Tinhas na Mão uma Viola Braguesa

Tinhas na mão uma viola braguesa. Tocavas melodias do inferno em síncopes
assimétricas e sensuais. Da tradição não reza a história, dizias na melopeia
dos amores por construir. Em surdina, um trompete na diáfana languidez
do intermezzo. Da tua boca saíam esconjuros e cantigas de maldizer, carne
a arder nas profundezas salgadas da tua alma capciosa. Sobra muito tempo
para gritar os refrões de liberdade em ruas cheias de tráfico e sujidade. Na
urbana solidão dos sensíveis, há pessoas banais em barda, hordas de cabeças
boçais na tua letra mais inquieta dos últimos compassos. A música que
fazes é revolta irónica servida em doses suaves com duas pedras de gelo.
Enquanto outros continuarem a importar gestos, sons, produtos e a
normalização em massa, tu vais pegar com a tua forte mão na viola braguesa.

9 de julho de 2010

Canso-me!

Escrever cansa! Que maçada este feito de dar imagens e sonhos. Mostrar misérias
e enganos. Escalpelizar a dúvida, rasgar o horizonte, perder-me na nuvem anafada.

Como me cansa esta escrita! Estou farto dos solilóquios e das paisagens, dos idealismos
e das conquistas. Mas essas são somente as derrotas do percurso diário. Uma saga triste.

Que chatice essa canseira e o calor. O fedor nauseabundo dos homens e dos cães. Quero
uma cabana adormecida no mar que me leve para bem longe. Da terra e do espaço.

Nadar cansa-me! Só para não morrer afogado hoje é que me arranho nas rochas.
Fica para depois essa morte certeira e insofismável. Derreto os minutos na areia.

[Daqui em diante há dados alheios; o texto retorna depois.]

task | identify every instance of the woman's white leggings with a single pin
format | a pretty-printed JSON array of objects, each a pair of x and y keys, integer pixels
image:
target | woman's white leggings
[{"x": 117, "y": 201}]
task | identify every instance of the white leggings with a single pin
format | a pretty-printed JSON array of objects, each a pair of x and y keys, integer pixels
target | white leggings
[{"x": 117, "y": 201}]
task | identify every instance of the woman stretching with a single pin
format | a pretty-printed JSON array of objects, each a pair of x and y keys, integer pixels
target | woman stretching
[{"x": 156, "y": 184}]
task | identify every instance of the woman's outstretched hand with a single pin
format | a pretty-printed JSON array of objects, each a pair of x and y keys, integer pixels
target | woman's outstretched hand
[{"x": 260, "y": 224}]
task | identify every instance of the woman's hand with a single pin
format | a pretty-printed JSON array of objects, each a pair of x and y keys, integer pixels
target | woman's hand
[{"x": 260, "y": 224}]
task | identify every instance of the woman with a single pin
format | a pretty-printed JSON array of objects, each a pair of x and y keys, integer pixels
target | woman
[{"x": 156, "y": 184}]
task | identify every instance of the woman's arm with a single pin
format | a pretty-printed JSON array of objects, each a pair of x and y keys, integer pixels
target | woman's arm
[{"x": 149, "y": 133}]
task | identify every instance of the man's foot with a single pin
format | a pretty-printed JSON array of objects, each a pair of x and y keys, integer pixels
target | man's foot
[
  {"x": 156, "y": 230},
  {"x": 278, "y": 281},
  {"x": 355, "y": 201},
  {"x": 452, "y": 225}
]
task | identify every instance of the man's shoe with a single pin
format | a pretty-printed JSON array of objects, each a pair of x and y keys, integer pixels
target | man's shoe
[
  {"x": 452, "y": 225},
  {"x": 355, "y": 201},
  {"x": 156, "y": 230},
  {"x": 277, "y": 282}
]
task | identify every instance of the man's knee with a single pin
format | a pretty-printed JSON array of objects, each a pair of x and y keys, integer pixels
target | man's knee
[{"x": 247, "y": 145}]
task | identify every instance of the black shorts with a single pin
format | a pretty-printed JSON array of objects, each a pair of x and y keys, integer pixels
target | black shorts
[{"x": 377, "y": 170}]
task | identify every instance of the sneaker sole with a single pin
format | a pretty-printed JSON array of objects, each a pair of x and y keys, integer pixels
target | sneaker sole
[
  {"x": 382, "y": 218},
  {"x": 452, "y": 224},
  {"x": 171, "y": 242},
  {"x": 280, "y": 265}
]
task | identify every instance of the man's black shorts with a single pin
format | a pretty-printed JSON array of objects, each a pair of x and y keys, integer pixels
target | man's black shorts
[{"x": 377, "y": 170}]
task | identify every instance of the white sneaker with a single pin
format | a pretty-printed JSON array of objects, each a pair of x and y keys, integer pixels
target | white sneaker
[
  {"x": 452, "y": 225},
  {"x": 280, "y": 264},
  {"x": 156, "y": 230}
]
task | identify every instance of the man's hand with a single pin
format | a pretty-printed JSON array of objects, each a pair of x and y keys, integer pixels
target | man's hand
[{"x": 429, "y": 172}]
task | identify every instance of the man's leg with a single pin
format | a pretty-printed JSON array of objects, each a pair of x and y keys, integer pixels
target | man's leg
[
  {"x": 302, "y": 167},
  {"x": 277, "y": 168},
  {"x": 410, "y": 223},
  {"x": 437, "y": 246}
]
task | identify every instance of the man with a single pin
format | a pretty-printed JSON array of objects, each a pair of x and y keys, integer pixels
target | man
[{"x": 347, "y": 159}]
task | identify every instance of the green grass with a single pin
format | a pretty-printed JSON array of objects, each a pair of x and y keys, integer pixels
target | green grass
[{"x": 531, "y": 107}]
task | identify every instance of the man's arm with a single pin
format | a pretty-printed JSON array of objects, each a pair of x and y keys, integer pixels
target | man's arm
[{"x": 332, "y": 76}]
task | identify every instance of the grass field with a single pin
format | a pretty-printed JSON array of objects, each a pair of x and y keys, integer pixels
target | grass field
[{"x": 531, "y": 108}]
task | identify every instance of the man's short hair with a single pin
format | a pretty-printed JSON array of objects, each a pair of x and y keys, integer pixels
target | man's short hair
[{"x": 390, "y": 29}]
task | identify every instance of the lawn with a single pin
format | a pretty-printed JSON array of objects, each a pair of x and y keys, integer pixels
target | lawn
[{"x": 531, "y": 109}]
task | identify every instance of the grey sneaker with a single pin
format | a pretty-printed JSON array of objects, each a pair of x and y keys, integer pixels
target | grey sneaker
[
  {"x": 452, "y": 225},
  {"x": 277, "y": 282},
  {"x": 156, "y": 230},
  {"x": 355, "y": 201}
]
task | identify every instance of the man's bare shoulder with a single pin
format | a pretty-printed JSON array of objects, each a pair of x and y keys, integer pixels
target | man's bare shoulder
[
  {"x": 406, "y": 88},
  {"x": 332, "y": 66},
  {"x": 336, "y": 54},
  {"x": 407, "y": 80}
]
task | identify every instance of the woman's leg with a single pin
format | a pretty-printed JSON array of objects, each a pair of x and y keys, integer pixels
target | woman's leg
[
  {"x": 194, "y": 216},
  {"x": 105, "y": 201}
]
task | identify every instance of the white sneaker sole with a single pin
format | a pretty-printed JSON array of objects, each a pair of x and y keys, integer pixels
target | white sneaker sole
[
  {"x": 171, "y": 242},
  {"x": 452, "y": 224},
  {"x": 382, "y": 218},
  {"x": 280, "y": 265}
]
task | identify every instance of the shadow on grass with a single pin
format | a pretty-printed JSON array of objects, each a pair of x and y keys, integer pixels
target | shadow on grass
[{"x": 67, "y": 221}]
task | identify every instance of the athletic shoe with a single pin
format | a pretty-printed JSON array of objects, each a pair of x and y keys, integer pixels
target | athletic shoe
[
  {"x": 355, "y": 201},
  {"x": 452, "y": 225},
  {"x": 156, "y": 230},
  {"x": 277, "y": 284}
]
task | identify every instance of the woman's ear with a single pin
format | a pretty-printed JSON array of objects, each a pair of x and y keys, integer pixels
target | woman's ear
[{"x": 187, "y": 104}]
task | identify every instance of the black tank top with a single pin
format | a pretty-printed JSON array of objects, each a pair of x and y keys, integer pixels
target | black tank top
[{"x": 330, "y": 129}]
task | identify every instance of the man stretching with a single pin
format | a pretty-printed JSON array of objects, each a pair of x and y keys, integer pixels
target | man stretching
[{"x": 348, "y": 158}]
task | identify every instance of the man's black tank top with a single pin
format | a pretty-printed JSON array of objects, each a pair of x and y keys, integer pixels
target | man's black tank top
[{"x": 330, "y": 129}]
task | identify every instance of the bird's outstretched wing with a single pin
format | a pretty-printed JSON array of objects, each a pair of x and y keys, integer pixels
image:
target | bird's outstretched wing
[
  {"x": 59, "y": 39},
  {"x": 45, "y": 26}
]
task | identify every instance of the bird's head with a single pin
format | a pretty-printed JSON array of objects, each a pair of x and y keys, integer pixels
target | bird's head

Cansado vou nesta jornada de mim. Cansa-me o vício e a virtude, cansa-me a Terra
e o amor, o ódio e o esplendor. Cansam-me tanto as pessoas quando me canso de mim.

7 de julho de 2010

Escrita Automática

Sobranceira a canseira. Na tijoleira dos afectos, um lume aceso na paisagem. Na margem
acintosa, a flor cheirosa. Medusa, aranha ambulante e o tonitruante carro na deriva
sentimental. Na marginal dos trajectos, a alfarroba. Alfa e Beta-Caroteno do desejo.
Príncipes e fadas, fraldas e tralhas. Encontrei um acaso no ocaso da tua vida. Agora, colora
a fronte da saudade em pálidas inquietações. Os sões e as sezões, nos verões occipitais e andrajosos. Por causa da bonomia insondável das marés, as oliveiras partem-se em cacos e
na estrada dos amantes há florestas virgens por desbravar. Percorro agora o silêncio feérico e transmutado em árvore derrubada e queimada. Um pássaro bisnau que grita au! au! No pau
da bandeira sedosa, há corpos em demandas insondáveis. São inevitáveis os olhares e as fugas. Na conquista da pista, risca a preciosa e gulosa anisada carregada de calhaus e erva-moira. És uma toira que loira a fogosa juventude. Parcas fontes nas frontes enviesadas da dúvida. Na metódica aparência dos gérmenes e dos sais tudo é mais perfeito na salsugem das covas e das ovas em flor. Na primavera de destroços que é a carne, há pútridas armadilhas no convés da neblina ausente. Pois se agora sou um louco ensimesmado, fico entusiasmado com a orgia de nenúfares e polinizações acorrentadas na perfídia do mar.